I smiled as Mary K. was drawn to the jewelry. Bree moved down the aisle to examine a collection of altar cloths, and I was free to wander the side of the store that was floor-to-ceiling bookshelves. Soon Alyce joined me.
“How is Starlocket?” I asked. Starlocket was Selene Belltower’s old coven. With her disappearance, Alyce had been asked to lead it.
“Going through transitions,” Alyce said. “Some people have left, of course—those who’d been drawn to Selene’s dark side. The rest of us are trying to heal and move forward. It’s very challenging, leading a coven.”
“I’m sure you’re a wonderful leader,” I said.

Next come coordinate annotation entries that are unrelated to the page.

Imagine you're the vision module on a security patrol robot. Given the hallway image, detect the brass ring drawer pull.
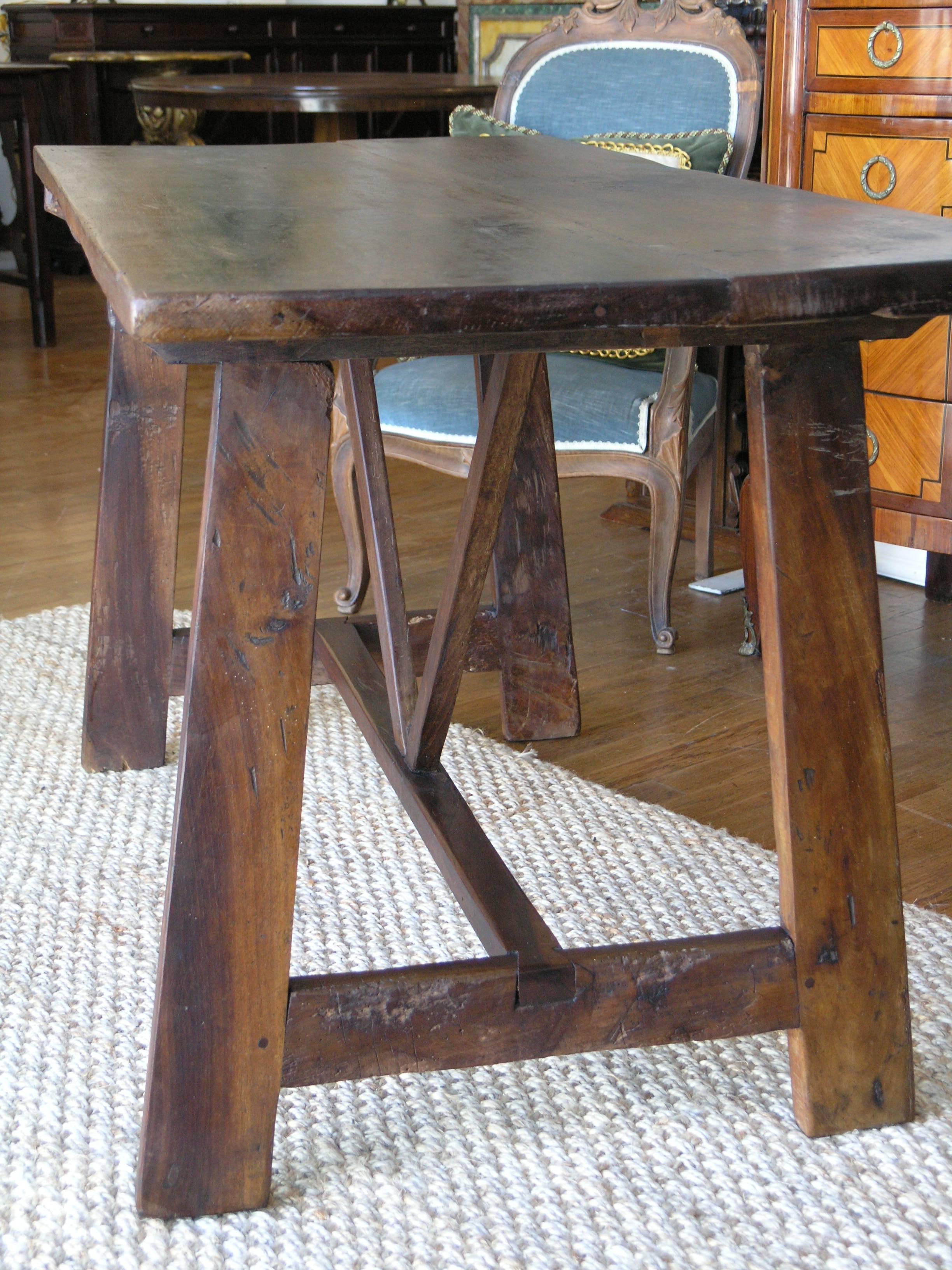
[866,21,903,71]
[859,155,896,203]
[866,428,880,467]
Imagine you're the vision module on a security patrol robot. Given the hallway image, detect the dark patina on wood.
[282,928,797,1084]
[33,64,952,1217]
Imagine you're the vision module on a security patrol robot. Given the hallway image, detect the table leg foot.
[137,365,332,1217]
[492,357,581,740]
[82,314,186,772]
[746,342,914,1137]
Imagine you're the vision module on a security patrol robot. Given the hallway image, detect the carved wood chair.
[332,0,760,653]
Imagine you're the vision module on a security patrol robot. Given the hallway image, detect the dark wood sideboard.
[5,4,456,145]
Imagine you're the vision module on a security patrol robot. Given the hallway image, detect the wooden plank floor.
[0,278,952,913]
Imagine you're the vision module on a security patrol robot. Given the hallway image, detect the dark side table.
[38,137,952,1217]
[131,71,499,141]
[0,62,63,348]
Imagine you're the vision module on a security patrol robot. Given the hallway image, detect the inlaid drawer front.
[859,318,952,401]
[803,114,952,216]
[866,393,948,503]
[806,9,952,93]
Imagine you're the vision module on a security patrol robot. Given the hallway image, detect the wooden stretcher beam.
[315,619,576,1002]
[282,928,800,1086]
[169,606,500,697]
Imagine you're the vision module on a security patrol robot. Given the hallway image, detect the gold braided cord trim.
[566,348,655,362]
[581,141,691,169]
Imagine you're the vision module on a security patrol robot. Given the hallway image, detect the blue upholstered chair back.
[509,39,737,139]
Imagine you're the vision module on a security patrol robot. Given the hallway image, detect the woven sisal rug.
[0,608,952,1270]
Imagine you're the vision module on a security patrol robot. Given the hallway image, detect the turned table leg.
[82,314,186,772]
[137,365,332,1217]
[746,342,914,1137]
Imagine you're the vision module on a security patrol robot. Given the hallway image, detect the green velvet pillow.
[449,105,734,173]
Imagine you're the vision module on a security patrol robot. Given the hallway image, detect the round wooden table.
[49,48,251,146]
[131,71,497,141]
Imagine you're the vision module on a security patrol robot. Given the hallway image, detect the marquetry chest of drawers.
[761,0,952,563]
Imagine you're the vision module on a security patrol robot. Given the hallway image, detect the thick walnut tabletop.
[37,137,952,360]
[38,139,952,1217]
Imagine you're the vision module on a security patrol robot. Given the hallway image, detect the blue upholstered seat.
[509,39,737,137]
[377,353,717,455]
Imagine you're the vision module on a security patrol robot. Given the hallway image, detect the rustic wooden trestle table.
[37,139,952,1217]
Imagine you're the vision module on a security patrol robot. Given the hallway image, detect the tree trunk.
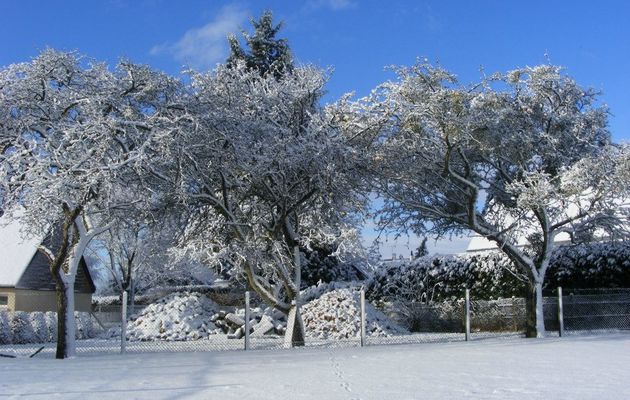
[284,302,305,347]
[525,281,545,338]
[55,271,76,359]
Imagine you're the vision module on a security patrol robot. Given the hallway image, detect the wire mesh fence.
[562,289,630,333]
[0,288,630,357]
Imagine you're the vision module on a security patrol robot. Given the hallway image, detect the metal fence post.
[464,289,470,341]
[120,290,127,354]
[245,291,250,350]
[361,289,365,347]
[558,286,564,337]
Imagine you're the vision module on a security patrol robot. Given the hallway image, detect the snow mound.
[301,289,406,339]
[127,292,219,341]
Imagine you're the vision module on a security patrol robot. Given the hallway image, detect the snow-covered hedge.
[367,242,630,303]
[0,311,102,345]
[301,247,365,288]
[367,252,524,303]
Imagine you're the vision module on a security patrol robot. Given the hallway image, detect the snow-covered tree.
[160,62,358,344]
[413,237,429,258]
[0,50,183,358]
[346,63,630,336]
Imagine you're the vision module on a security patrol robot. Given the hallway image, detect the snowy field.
[0,334,630,400]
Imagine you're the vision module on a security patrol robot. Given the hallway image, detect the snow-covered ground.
[0,334,630,400]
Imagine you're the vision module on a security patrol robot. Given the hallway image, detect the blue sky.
[0,0,630,256]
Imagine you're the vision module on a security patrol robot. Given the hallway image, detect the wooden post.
[120,290,127,354]
[361,289,366,347]
[245,291,250,350]
[558,286,564,337]
[464,289,470,341]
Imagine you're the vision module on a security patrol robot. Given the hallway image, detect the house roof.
[466,232,571,253]
[0,213,95,293]
[0,214,42,287]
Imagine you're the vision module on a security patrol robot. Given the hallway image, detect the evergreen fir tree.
[227,10,293,79]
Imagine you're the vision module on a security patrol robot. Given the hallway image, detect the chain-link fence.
[0,288,630,356]
[562,289,630,333]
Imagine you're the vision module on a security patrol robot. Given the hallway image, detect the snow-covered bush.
[301,246,365,288]
[10,311,37,344]
[0,311,13,344]
[367,252,524,303]
[44,311,57,342]
[301,289,404,339]
[547,242,630,289]
[367,242,630,303]
[29,312,49,343]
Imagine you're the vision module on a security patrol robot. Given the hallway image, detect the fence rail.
[0,289,630,356]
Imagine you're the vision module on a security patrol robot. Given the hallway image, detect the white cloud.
[150,5,250,68]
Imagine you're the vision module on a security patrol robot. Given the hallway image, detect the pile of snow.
[0,311,102,345]
[123,292,286,341]
[127,293,219,341]
[118,288,406,341]
[301,289,406,339]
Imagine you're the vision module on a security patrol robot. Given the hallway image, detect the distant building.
[0,217,95,311]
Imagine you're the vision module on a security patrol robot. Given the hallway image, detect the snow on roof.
[0,213,42,287]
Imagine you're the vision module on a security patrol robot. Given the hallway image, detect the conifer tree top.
[227,10,293,79]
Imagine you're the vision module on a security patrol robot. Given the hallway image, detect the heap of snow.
[119,288,404,341]
[301,289,405,339]
[127,293,219,341]
[126,292,286,341]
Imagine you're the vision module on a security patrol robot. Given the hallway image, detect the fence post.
[120,290,127,354]
[558,286,564,337]
[464,289,470,341]
[245,291,250,350]
[361,289,365,347]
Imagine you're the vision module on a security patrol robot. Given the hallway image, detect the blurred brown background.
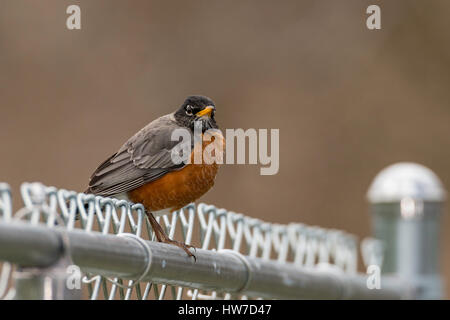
[0,0,450,296]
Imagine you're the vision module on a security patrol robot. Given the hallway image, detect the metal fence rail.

“Alyce?” I looked up as a man came toward us, holding up a box of black candles. “Do we put out all the stock at once or keep some in the back?” he asked.
“I usually put out as much as the shelves will hold,” Alyce said. “Finn, come meet Morgan.”
Finn looked like he was in his fifties; tall, and neither thin nor fat, but sturdy-looking. He had short, thick hair that was a faded red shot through with white. His eyes were hazel, his skin was fair, and he had faded freckles across his nose and cheeks. I sent out my senses without even deciding to and ran a quick scan. Blood witch. Probably Leapvaughn, I thought. They often had red hair. Then I saw the surprise in his eyes and shut down my senses, vaguely embarrassed, as though I’d been caught in the Wiccan equivalent of seeing someone’s underwear.